I barely just noticed I was crying. I couldn't stop. It hurt and I missed them. The reason I was there as often was because I was helping out Rico and constantly asking Khalil, Za, and Ryan to help me find Rico whenever he decided to go on a mission without us. He was our leader, and my best friend. I calmed down, and opened the next piece of paper. The writing was sloppy too.

"Dear Justy,

Mommy says you get in trouble a lot. Why? Does it have to do with that guy you brought over once? How come he doesn't visit anymore? You know that time you asked who ate all the cookies? It was me. I'm sorry. I've never seen you get mad before. Do you ever get so mad that you break a window? I did that once, and mommy got mad. I'll probably be in bed when you get home so, goodnight.

Love,

Jaxon"

Ok that's enough for tonight. I can't take it. I think it's impossible to run out of tears right now. I brought Rico over once to my house, but then stopped, because he was overdoing the whole gang thing. Yea, I did get in trouble a lot at school, on the streets, but never at home. If I ever got mad, I would never take it out on my family. Rico was the main reason I got in trouble. He got me into drugs and all this gangster shit. If my family were still alive, they would not be happy with me at all. I put the paper back in the envelope, and put it back in the bag. It was 5am now. I was sad, upset, hurt inside. It hurt to think of my family. I was a mess inside, so I popped a few pills before lying back down next to Christie. Once they kicked in, I felt numb and dead inside. No feelings, no emotions, no meaning to anything. Anything that meant a lot to me 15 minutes ago means nothing now.

-10am-

I couldn't sleep at all. It fucking sucks. I wish my life wasn't so hard. I don't want this anymore, but I'm trapped in this pit of anger and sadness. It's pointless.

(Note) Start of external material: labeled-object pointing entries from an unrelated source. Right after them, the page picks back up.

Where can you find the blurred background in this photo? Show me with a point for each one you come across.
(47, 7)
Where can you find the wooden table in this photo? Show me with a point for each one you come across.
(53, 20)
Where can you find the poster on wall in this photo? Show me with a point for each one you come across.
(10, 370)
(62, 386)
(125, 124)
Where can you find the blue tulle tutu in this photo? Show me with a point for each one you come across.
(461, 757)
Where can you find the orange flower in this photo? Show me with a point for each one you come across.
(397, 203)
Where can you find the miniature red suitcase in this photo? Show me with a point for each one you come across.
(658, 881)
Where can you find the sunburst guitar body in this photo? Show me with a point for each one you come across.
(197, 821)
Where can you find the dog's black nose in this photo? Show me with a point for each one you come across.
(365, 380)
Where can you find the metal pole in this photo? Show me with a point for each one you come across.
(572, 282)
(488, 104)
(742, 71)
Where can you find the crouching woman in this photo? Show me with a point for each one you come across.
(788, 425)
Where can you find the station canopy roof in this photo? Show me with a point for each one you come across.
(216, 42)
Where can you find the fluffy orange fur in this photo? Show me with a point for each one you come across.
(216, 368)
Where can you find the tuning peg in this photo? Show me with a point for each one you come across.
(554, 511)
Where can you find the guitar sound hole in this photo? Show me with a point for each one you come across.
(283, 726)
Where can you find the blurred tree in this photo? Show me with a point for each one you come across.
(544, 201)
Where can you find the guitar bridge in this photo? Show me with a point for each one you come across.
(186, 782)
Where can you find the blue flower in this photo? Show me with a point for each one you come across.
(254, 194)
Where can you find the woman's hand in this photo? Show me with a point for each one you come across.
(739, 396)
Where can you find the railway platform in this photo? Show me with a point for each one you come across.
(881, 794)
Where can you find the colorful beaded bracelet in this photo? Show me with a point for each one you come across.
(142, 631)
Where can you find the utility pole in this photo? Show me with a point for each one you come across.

"What are you thinking about?"

A soft whisper asked. I came face to face with the most beautiful girl.

"Nothing. Did you just wake up?"

I asked.

"Yea"

She breathed out.

"Well, what are you waiting for? Let's go"

I stood up, Christie doing the same thing. I made sure to take one pill to make the feelings go away, so I don't accidentally hurt Christie. When I walked out, there was a random girl sitting on the couch next to Ryan.